AB Testing With Continuous Outcomes (And Horribly Misspecified Priors)
As a follow up to our previous post on Bayesian A/B testing, and by way of light entertainment, we decided to share one amusing mistake we’ve made when analyzing a spate of recent A/B tests.
This is our second post on Bayesian A/B testing. If you are interested in the topic, have a look at our previous post, or at Bayesian Methods For Hackers for a great and accessible treatment of the subject (and more!).
The data
Unlike in our previous blog post, where we looked at analyzing binary (conversion/no conversion) outcomes from an A/B test, in this case we would like to look at continuous outcomes.

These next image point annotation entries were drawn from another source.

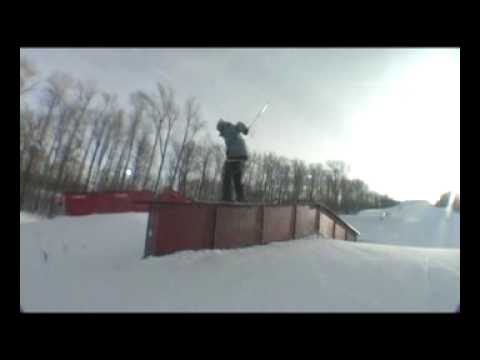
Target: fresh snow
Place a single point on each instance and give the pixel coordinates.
(94, 264)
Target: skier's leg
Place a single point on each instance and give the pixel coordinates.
(227, 182)
(237, 179)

Let’s assume that we have carried out a properly randomized A/B test, and are interested in the effect of the treatment (the change being tested) on a continuous outcome, such as time on site or order value.

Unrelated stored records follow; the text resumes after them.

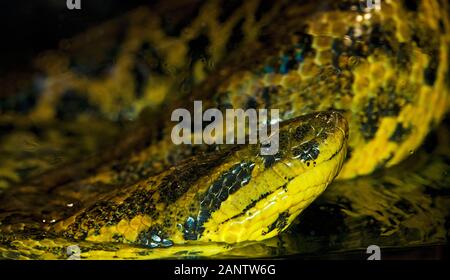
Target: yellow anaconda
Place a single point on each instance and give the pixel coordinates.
(336, 70)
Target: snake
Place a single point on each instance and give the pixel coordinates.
(358, 87)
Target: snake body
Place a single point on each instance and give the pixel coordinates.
(336, 70)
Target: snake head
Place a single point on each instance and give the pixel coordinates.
(269, 192)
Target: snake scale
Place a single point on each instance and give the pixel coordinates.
(358, 89)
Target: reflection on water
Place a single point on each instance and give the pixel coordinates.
(408, 205)
(404, 206)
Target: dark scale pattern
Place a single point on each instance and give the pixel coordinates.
(263, 7)
(237, 36)
(307, 151)
(228, 183)
(147, 60)
(228, 8)
(177, 183)
(404, 56)
(400, 133)
(173, 24)
(108, 213)
(370, 120)
(430, 73)
(154, 237)
(279, 224)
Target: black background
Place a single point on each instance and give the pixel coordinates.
(30, 26)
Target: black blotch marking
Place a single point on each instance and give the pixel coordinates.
(382, 164)
(251, 103)
(400, 133)
(173, 25)
(73, 103)
(349, 154)
(6, 128)
(154, 237)
(147, 60)
(431, 142)
(404, 56)
(370, 120)
(250, 206)
(228, 183)
(22, 102)
(380, 38)
(350, 5)
(405, 206)
(430, 73)
(411, 5)
(98, 64)
(307, 151)
(108, 213)
(174, 185)
(228, 8)
(279, 224)
(263, 7)
(198, 47)
(363, 45)
(301, 132)
(237, 35)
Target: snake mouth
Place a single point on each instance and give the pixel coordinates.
(312, 149)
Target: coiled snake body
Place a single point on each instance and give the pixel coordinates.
(341, 73)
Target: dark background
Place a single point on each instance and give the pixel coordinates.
(30, 26)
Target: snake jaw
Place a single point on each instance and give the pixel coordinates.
(307, 164)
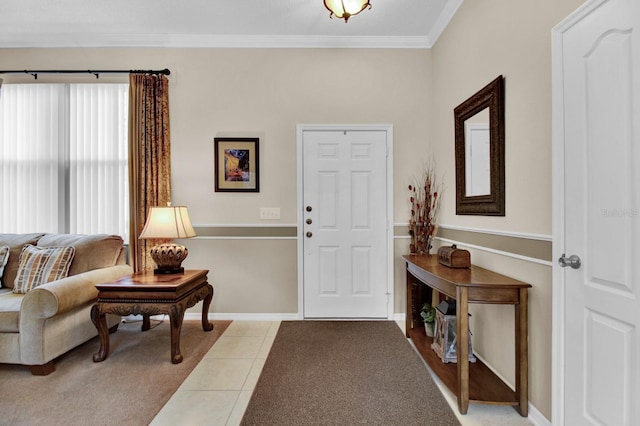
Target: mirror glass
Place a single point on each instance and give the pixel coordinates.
(477, 154)
(479, 151)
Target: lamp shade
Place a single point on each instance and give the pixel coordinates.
(168, 222)
(344, 9)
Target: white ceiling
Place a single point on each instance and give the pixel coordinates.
(219, 23)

We can often model such data as log-normally distributed: all observations are greater than zero, and while the bulk of the data lie in a small range, there is also a fairly long right tail of extreme observations. For example, the data might look like this:
For analytical convenience we can transform log-normally distributed data into normally distributed data by taking the natural logarithm of the observations, giving us something like the following:
A normal distribution like this is described using two parameters: the mean \(\mu\) and the standard deviation \(\sigma\). While the relationship between the mean of the transformed data and the mean of the original data is slightly tricky, for simplicity we assume that all we care about here is estimating the difference between the \(\mu\) parameters of our test and control groups. (For those interested, this is a nice source for a more in-depth treatment).

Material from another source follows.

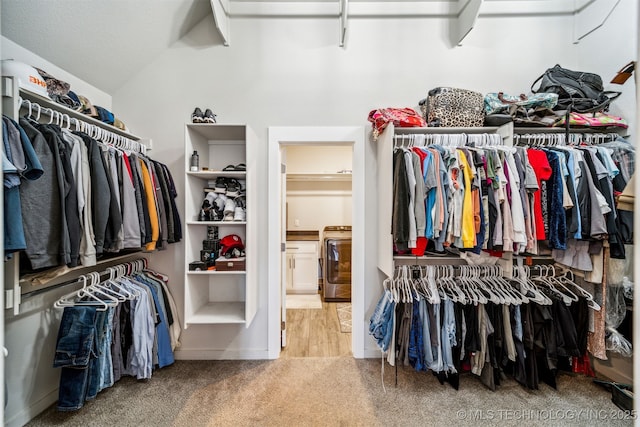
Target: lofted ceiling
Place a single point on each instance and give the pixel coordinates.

To keep things simple, we’ll generate some synthetic data and pretend these are observations from the test; that way, we know the true values of the parameters and can evaluate our statistical procedure.
Let’s assume we have a 10% treatment group (where the mean is 1.2) and a 90% control group (with a mean of 1.0), giving us a 20% positive treatment effect in our log outcome.
Analysis with uniform priors
At first glance, it looks like we could model our data as a mixture of two normal distributions: we can imagine that there are two distributions, the test and control distributions, and our overall dataset is a mixture of the two:
More formally, letting \(\tau\) be 1 if an observation is in the test group, and 0 if in control, we have
\begin{equation} y \sim \mathcal{N}(\tau \mu_t + (1 - \tau)\mu_c, \sigma^2) \end{equation}
What this means is that we model the data as normally distributed with mean \(\mu_t\) if the datum is in the test group and \(\mu_c\) if in control group, and with standard deviation \(\sigma\).
To complete the model, we also need to specify our prior beliefs about what the parameters could be: a probability distribution that summarizes our beliefs about what the parameters are before we see any data.
The model will then combine the information in the prior and the information in the data together into a posterior distribution of what the parameters might be: a probability distribution describing the possible values of the parameters after we have looked at the data (but still given our priors).
As a first step, we’ll put uniform priors on the means, and an inverse-gamma prior on the standard deviation.
\begin{align}
\mu_t, \mu_c &\sim \mathcal{U}(0, 100) \
\sigma &\sim \text{InverseGamma}(1.1, 1.1)
\end{align}
This means that, a priori, we believe that the mean parameters \(\mu\) are equally likely to lie anywhere between 0 and 100. What this amount to is saying that ‘We don’t have any opinion about what the means are—except that they no less than 0 and no more than 100’.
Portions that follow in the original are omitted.